As the restaurant critic of the San Jose Mercury News, I had noticed French fries popping up on high-end menus, many more than the three instances needed to call it a trend. Another cheap thrill that posh restaurants in 2003 could overcharge for, or were these frites that much better than at McDonald's, where no less an authority than James Beard, the Dear Leader of foodies everywhere, approved the fries?
Food reporting's serious aspects concern safety, fraud and consumer protection, but this story was just fun. It was also an escape. While I was out judging America's favorite vegetable for flavor, texture and price, my daughter was home, starving herself. Lisa spent much of her nineteenth year in her room, like a child being punished. Her struggles with anorexia and bulimia had become apparent two years earlier, starting with an interest in diet, nutrition and exercise that was healthful before going very wrong.
Lisa grew up with a lusty appreciation of food. My husband, Ned, is an excellent cook. When we get together with friends, it's in a kitchen or a restaurant. Our vacations are food pilgrimages. Food to us is home, health, family, fantasy, entertainment, education and employment. Heart disease in the family, yes. Anorexia, never. Bulimia? What was that?
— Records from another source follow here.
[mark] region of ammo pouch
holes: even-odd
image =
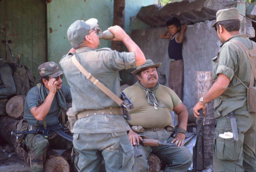
[[[20,132],[20,131],[28,131],[29,130],[29,124],[28,122],[25,120],[25,119],[21,119],[19,122],[17,123],[16,125],[17,127],[17,132]],[[18,136],[22,134],[18,134],[17,135]],[[23,141],[23,138],[24,136],[26,136],[26,135],[24,135],[22,136],[22,137],[19,138],[18,139],[17,139],[16,141],[18,143],[18,145],[19,146],[20,145],[22,144]]]
[[[256,87],[247,89],[247,108],[249,112],[256,113]]]
[[[68,121],[67,122],[67,126],[71,132],[74,127],[75,122],[77,119],[76,117],[76,113],[73,111],[72,108],[70,108],[67,111],[67,115],[68,115]]]

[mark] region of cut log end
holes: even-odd
[[[10,99],[6,104],[6,111],[9,116],[20,119],[23,117],[26,96],[16,95]]]

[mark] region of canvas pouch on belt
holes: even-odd
[[[247,89],[247,109],[249,112],[256,113],[256,86],[255,82],[256,80],[256,46],[252,41],[251,41],[252,45],[251,50],[248,50],[243,43],[237,39],[232,39],[229,41],[235,43],[240,47],[241,47],[246,53],[247,57],[250,62],[251,66],[251,73],[250,78],[250,84],[249,87],[246,86],[238,77],[234,75],[237,79]],[[219,61],[219,60],[218,60]]]
[[[77,118],[76,116],[76,113],[74,112],[72,108],[70,108],[67,111],[67,115],[68,115],[68,121],[67,122],[67,126],[69,129],[70,131],[72,132],[73,128],[74,127],[74,125],[75,122]]]
[[[26,120],[24,120],[23,119],[21,119],[19,121],[19,122],[17,123],[16,127],[17,127],[17,132],[25,131],[29,130],[29,124]],[[21,134],[17,134],[17,135],[19,136]],[[23,141],[23,138],[25,136],[19,138],[18,139],[17,139],[16,140],[16,141],[17,141],[17,142],[18,143],[18,145],[19,146],[20,145],[22,141]]]

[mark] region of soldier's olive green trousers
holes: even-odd
[[[98,171],[102,159],[107,172],[130,172],[134,153],[127,132],[73,135],[77,154],[75,165],[79,172]]]
[[[161,141],[167,141],[170,143],[174,139],[170,137],[172,132],[166,130],[156,132],[147,131],[140,133]],[[164,172],[186,172],[192,163],[192,154],[184,146],[177,147],[162,146],[158,147],[143,146],[138,145],[138,149],[142,156],[135,158],[133,172],[147,172],[149,169],[147,158],[151,153],[157,156],[166,165]]]
[[[29,134],[27,135],[25,141],[30,150],[30,168],[33,172],[44,171],[44,162],[49,145],[54,149],[69,149],[72,146],[71,142],[58,135],[48,140],[41,134]]]
[[[234,171],[236,164],[237,172],[256,171],[256,114],[251,114],[250,117],[235,116],[239,133],[236,149],[233,138],[219,136],[224,132],[232,132],[229,115],[217,119],[214,138],[215,172]]]

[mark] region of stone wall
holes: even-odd
[[[211,71],[211,59],[217,56],[221,44],[215,29],[211,27],[214,21],[188,25],[185,33],[182,48],[184,65],[183,102],[187,107],[195,103],[195,71]],[[147,59],[162,63],[158,69],[159,82],[167,86],[170,63],[167,53],[168,40],[159,38],[166,30],[166,27],[160,27],[133,30],[131,36]]]

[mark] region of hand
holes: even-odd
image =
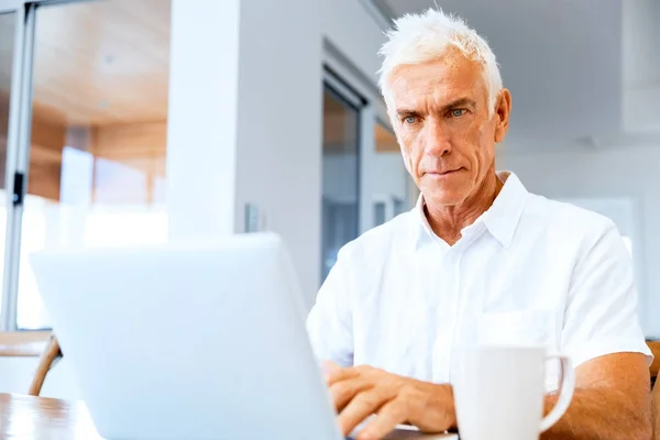
[[[366,365],[341,369],[327,363],[324,371],[344,436],[373,414],[376,417],[358,433],[358,440],[387,436],[398,424],[410,424],[425,432],[443,432],[457,425],[449,385],[415,381]]]

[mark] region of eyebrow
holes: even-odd
[[[459,98],[459,99],[453,100],[450,103],[443,106],[441,112],[443,113],[448,110],[460,108],[460,107],[475,108],[476,102],[470,98]],[[411,110],[411,109],[397,109],[396,114],[398,114],[399,117],[402,117],[404,114],[415,116],[415,114],[419,114],[419,112],[417,110]]]

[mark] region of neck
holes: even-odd
[[[493,169],[483,180],[481,187],[462,204],[455,206],[435,205],[426,201],[425,215],[433,232],[449,245],[461,239],[461,230],[491,208],[504,184]]]

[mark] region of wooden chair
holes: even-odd
[[[62,350],[59,350],[59,343],[57,342],[57,338],[55,338],[54,334],[51,334],[46,348],[38,360],[38,365],[36,366],[34,377],[32,378],[30,389],[28,391],[29,395],[40,395],[41,388],[44,385],[44,381],[46,380],[46,375],[61,359]]]
[[[0,332],[0,358],[40,358],[29,394],[38,396],[46,374],[62,356],[57,339],[47,331]]]

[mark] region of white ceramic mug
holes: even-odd
[[[575,387],[569,358],[542,346],[474,346],[457,353],[453,382],[461,440],[536,440],[565,413]],[[543,416],[546,365],[561,363],[559,399]]]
We had experienced none of the common triggers often associated with eating disorders: divorce, death, job loss, sexual abuse. As for the anorexic family stereotype-domineering mother, distant father, perfectionist daughter-um, no. We come closer to the opposite--quietly supportive mother, loving father who cries easily, creatively disorganized daughter. We forced the kids to visit distant relatives and always to write thank-you notes, but when they tired of piano lessons and soccer we didn't argue about jeopardizing Ivy League prospects.
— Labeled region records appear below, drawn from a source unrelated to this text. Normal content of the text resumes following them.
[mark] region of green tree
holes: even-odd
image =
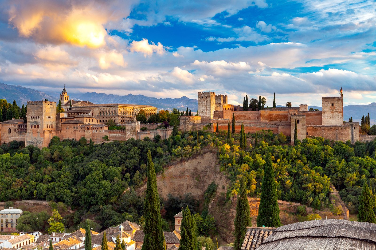
[[[240,250],[241,244],[247,232],[247,227],[251,226],[249,203],[247,197],[246,178],[242,176],[240,180],[240,187],[238,193],[238,201],[236,206],[236,214],[234,220],[235,231],[234,236],[234,250]]]
[[[358,221],[376,223],[376,218],[373,211],[374,201],[367,182],[363,184],[362,194],[359,196]]]
[[[86,221],[86,228],[85,229],[85,250],[91,250],[91,234],[89,222]]]
[[[183,211],[183,219],[180,226],[180,246],[179,250],[196,250],[197,238],[196,236],[196,222],[187,206]]]
[[[92,154],[94,153],[94,142],[90,138],[90,142],[89,144],[89,153]]]
[[[147,183],[144,208],[145,237],[143,250],[160,250],[163,248],[164,235],[159,209],[159,196],[157,179],[150,150],[147,152]]]
[[[232,121],[231,123],[231,133],[235,135],[235,113],[232,113]]]
[[[277,186],[270,154],[268,152],[265,154],[265,162],[264,177],[261,182],[257,226],[262,226],[264,225],[266,227],[277,228],[280,226],[280,220]]]
[[[176,125],[176,121],[175,120],[174,122],[174,126],[172,129],[172,135],[174,136],[177,135],[179,132],[179,129],[177,125]]]
[[[107,237],[106,236],[106,231],[103,233],[103,237],[102,237],[102,245],[101,250],[108,250],[108,245],[107,244]]]
[[[298,143],[298,124],[295,119],[295,127],[294,129],[294,143],[296,145]]]
[[[229,126],[227,128],[227,139],[229,139],[231,136],[231,131],[230,130],[230,117],[229,117]]]

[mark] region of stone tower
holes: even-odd
[[[64,89],[61,91],[61,94],[60,95],[60,101],[62,105],[64,105],[69,101],[69,96],[65,90],[65,84],[64,84]]]
[[[44,131],[56,130],[56,102],[28,102],[27,117],[25,146],[41,147],[44,139]]]
[[[215,110],[215,93],[213,92],[199,92],[199,115],[201,120],[208,122],[213,119]]]
[[[343,96],[323,97],[323,125],[343,125]]]

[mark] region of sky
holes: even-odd
[[[376,102],[376,0],[0,0],[0,82],[243,104]]]

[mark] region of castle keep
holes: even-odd
[[[334,141],[352,143],[359,139],[359,123],[343,121],[343,96],[322,97],[322,111],[309,111],[308,105],[299,107],[266,108],[258,111],[239,111],[236,106],[227,103],[227,96],[216,95],[212,92],[198,93],[199,116],[180,117],[180,129],[183,131],[200,129],[209,123],[218,123],[220,129],[226,130],[228,119],[235,117],[235,130],[240,130],[241,123],[246,132],[255,133],[262,129],[270,130],[275,133],[294,135],[296,121],[298,139],[310,136],[321,136]],[[214,131],[214,130],[213,130]]]
[[[146,105],[121,103],[95,104],[88,101],[69,100],[65,86],[60,95],[62,113],[56,112],[56,102],[47,101],[27,102],[27,123],[22,119],[0,122],[0,142],[24,141],[25,145],[47,147],[54,136],[61,139],[92,139],[95,143],[108,141],[125,141],[130,138],[142,139],[157,135],[168,138],[172,129],[140,131],[136,116],[143,109],[148,118],[157,112],[157,108]],[[70,107],[71,103],[71,107]],[[109,130],[106,123],[112,120],[124,127]]]

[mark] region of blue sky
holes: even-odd
[[[376,1],[0,0],[0,82],[277,104],[376,100]],[[267,103],[267,105],[268,103]],[[270,103],[271,104],[271,103]]]

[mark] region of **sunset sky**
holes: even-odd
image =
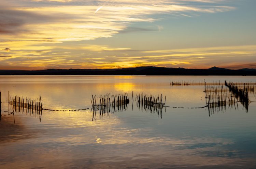
[[[0,69],[256,68],[255,0],[0,3]]]

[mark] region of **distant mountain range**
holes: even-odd
[[[214,67],[208,69],[146,66],[105,69],[0,70],[0,75],[256,75],[256,69],[233,70]]]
After a very bad senior year in high school, Lisa got well enough to go to college. There she soon relapsed, but came out of it and had three very good years before crashing in an even worse way, just shy of graduation. Now twenty-four, she is coming back to life, and again we all have hope. But the past six years brought police cars and emergency rooms into our life, and phrases like "seventy-two-hour hold" and "danger to yourself or others" into our everyday conversation.
As a newspaper writer and editor, I used to love irony. It made for the best stories, especially when they involved an apple falling far from the tree, or at least a little oddly. Such as: "Liberal, Matriarchal Family Spawns Pro-life Leader." And: "Anti-gay Vice President's Lesbian Daughter Says ..." What fun when it's someone else! How to explain the intergenerational drama? Too often, the shortcut answer was: Blame the mother! "She's so controlling." "She's too lax." "She's distant." "She works too much." "She's always home, interfering in everyone's life." When we need someone to pin to the wall, Domineering Mom is so convenient. I have to admit I did it too, although I was just as quick to blame the distant Dad in those deliciously ironic situations. As in: "Newspaper Heiress Patty Hearst Robs Bank." Extrapolating, I wasn't the only one imaging a love-deprived child of privilege, rattling around the mansion by herself.
I didn't love irony when it happened to me: Food writer, in the public eye, has an anorexic daughter. Our life was like a movie in which the audience understands what's going on but the main characters are clueless. And I certainly didn't appreciate the armchair psychologists, real and imagined, pointing the finger at me as the cause of my daughter's eating disorder. Our family went into a triage mode, trying to help Lisa.
The upside of irony, when it happens to you, is that you have to learn something.